Surprisingly, although eversion CEA is not accompanied by an increase in arterial diameter, and the operated carotid artery resembles an unoperated- non-stenotic, artery, the resulting turbulent flow was not significantly different from that associated with patch closure [27].
In agreement with previous studies concerning the association between restenosis and gender [39,40], our study showed a higher percentage of restenosis in female compared to male patients. The higher incidence of restenosis in females has been attributed to a smaller vessel size, and an internal carotid artery diameter < 4 mm has been associated with a rate of recurrent stenosis almost three times that of the patient with a normal-sized artery [21]. Moreover, the fact that the carotid arteries in women are, on average, about 40% smaller than in men makes the operation technically challenging [41]. Conversely, in our study the presence of an ICA less than 4 mm diameter was not associated with recurrent stenosis (p>0.05), suggesting that the higher incidence of restenosis in females may be explained by other causes. It has been suggested that females are at high risk of restenosis because hormonal causes [42], or greater tendency toward carotid redundancy leading to kinking [43]. According to the present study, it is unlikely that the higher rate of restenosis in female could be dependent on cardiovascular risk factors since female patients carried lower cardiovascular risk factors compared to male patients.
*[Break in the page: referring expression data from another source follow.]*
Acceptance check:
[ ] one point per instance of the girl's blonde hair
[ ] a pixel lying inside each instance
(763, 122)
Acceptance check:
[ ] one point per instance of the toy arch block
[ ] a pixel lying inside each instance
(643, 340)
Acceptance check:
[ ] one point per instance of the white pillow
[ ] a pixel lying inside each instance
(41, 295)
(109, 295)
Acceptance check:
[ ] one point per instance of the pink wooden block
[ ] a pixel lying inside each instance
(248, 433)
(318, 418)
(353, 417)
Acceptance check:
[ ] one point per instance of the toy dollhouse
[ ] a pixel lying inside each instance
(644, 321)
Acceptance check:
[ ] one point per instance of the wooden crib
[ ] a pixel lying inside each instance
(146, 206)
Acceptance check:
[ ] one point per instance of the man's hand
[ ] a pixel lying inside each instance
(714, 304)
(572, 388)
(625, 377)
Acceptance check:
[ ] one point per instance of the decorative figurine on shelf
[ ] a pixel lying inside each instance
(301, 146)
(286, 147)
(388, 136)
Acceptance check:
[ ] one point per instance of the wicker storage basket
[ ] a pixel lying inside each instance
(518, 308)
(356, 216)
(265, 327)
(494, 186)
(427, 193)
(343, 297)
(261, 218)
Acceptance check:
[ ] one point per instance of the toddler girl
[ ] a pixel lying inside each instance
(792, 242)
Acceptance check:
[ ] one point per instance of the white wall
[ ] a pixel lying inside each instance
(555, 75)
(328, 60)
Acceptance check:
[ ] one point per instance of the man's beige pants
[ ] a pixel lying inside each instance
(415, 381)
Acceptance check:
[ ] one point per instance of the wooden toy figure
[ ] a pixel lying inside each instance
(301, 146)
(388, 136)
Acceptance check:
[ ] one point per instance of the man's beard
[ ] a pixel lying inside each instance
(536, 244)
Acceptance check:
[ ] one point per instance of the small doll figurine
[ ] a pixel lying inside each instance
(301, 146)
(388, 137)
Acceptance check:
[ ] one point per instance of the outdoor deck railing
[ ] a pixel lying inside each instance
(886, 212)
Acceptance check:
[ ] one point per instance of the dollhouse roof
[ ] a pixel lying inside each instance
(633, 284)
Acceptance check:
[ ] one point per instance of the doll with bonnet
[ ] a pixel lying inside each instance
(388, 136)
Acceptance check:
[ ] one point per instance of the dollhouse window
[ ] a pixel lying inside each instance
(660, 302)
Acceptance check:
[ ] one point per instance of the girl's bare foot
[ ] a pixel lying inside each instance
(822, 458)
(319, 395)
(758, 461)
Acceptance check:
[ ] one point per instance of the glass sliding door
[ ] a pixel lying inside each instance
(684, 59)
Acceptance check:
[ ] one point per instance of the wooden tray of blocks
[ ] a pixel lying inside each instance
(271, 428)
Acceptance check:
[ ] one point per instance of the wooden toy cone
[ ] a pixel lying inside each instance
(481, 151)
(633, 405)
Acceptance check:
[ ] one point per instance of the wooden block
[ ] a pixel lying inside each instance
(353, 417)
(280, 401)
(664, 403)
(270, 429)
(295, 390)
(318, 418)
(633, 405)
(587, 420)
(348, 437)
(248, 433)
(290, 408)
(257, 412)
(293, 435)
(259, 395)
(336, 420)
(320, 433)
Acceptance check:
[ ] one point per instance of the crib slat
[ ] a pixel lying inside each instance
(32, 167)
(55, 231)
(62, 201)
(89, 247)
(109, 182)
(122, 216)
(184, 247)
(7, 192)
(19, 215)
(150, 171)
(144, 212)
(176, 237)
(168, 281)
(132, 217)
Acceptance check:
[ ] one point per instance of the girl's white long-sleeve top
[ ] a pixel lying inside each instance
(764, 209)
In conclusion, we have reported that the type of surgical technique and postoperative diameters does not play a crucial role in the development of restenosis. The hope of decreasing restenosis by using anatomic characteristics or adopting certain surgery techniques is not warranted. Our study confirms that women are at high risk of restenosis that is an issue deserving further investigation to find and counteract causative factors.
This study was supported by grants from the Ministero dell’ Università, Ricerca Scientifica e Tecnologica and from Sapienza University of Rome to LI.